Andrew Whitehead

 
 
Of all London's bus routes, the No. 4 must be the most maverick. It passes my door. It goes within fifty yards of my central London workplace. But I would no more hop aboard for my daily commute than skateboard, cycle, pogo or resort to any other eccentricity as my daily means of travel.

The route takes you past more north London landmarks than any other: Archway, the Nag's Head, Finsbury Park, Highbury Corner, The Angel, the Barbican, St Paul's, Fleet Street, Aldwych. The only trouble, as the more topographically aware among my blog readers will have realised, is that these resonant locations do not lie in a straight line, nor in a simple dog leg, but in a zig-zag which looks more like the FTSE index during a recession than something linear and functional.

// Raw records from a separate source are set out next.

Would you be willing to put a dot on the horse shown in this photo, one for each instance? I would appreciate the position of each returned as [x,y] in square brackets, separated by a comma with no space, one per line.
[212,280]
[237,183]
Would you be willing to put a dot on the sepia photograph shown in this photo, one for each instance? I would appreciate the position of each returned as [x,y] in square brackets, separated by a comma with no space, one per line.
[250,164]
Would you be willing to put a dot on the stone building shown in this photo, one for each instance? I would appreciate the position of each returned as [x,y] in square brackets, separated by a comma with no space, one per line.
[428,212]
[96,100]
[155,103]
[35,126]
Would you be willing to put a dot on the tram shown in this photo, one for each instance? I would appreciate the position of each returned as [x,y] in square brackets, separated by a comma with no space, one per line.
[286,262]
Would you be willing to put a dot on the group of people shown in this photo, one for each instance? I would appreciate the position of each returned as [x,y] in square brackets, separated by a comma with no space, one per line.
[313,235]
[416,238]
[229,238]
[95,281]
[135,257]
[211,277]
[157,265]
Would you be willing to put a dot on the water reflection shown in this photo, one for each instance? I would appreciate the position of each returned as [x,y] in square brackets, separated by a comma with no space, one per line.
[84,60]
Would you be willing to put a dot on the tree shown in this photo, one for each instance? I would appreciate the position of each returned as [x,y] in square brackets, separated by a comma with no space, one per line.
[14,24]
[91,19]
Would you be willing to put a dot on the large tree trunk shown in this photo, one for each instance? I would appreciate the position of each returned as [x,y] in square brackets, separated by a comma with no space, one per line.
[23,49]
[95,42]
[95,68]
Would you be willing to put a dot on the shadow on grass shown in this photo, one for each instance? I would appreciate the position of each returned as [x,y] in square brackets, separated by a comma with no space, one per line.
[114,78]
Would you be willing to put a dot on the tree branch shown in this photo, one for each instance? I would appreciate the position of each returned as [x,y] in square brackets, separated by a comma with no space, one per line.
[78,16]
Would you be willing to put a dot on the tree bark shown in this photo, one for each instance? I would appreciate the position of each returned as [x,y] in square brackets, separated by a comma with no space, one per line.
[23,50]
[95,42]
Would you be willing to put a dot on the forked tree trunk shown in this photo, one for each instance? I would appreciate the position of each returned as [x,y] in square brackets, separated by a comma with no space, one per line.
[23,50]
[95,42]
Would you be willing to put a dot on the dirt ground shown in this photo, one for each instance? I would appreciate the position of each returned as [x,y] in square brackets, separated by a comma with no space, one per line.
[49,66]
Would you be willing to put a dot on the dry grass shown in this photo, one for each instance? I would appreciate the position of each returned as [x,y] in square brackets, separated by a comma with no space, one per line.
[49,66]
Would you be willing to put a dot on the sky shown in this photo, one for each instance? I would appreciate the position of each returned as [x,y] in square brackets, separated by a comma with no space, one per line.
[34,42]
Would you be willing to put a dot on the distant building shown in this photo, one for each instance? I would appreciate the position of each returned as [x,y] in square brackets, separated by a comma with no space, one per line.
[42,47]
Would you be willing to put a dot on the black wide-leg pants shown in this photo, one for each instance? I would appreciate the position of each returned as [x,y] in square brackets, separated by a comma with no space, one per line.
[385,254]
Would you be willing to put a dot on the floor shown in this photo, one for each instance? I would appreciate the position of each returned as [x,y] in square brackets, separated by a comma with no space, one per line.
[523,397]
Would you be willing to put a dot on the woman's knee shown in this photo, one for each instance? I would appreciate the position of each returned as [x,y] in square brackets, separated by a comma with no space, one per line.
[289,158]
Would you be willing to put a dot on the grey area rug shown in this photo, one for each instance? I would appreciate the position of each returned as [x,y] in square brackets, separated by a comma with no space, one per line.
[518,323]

Even off peak, it would be as quick for me to walk to work - it takes a good hour, and I do it a few times a year just for the moral glow - than catch the No. 4. Which is why, when an old friend suggested meeting up after work at a Turkish restaurant in Highbury Barn - "just jump on the 4, it will take you straight there", she said - warning signs should have started flashing.

So all this is by way of an apology to Liz. If I had walked the three miles or so, I might have been on time. Waiting twenty minutes for a 4 (I was puzzled why after such a delay the bus was so empty - but puzzled no longer) and then suffering its diverting but circuitous route, made me seriously late.

But if any out-of-town friend wants an upper deck view of the city without paying silly tourist bus fares, the No. 4 is just what they need. So I suppose it serves a sort of purpose - just not the one it was designed 4.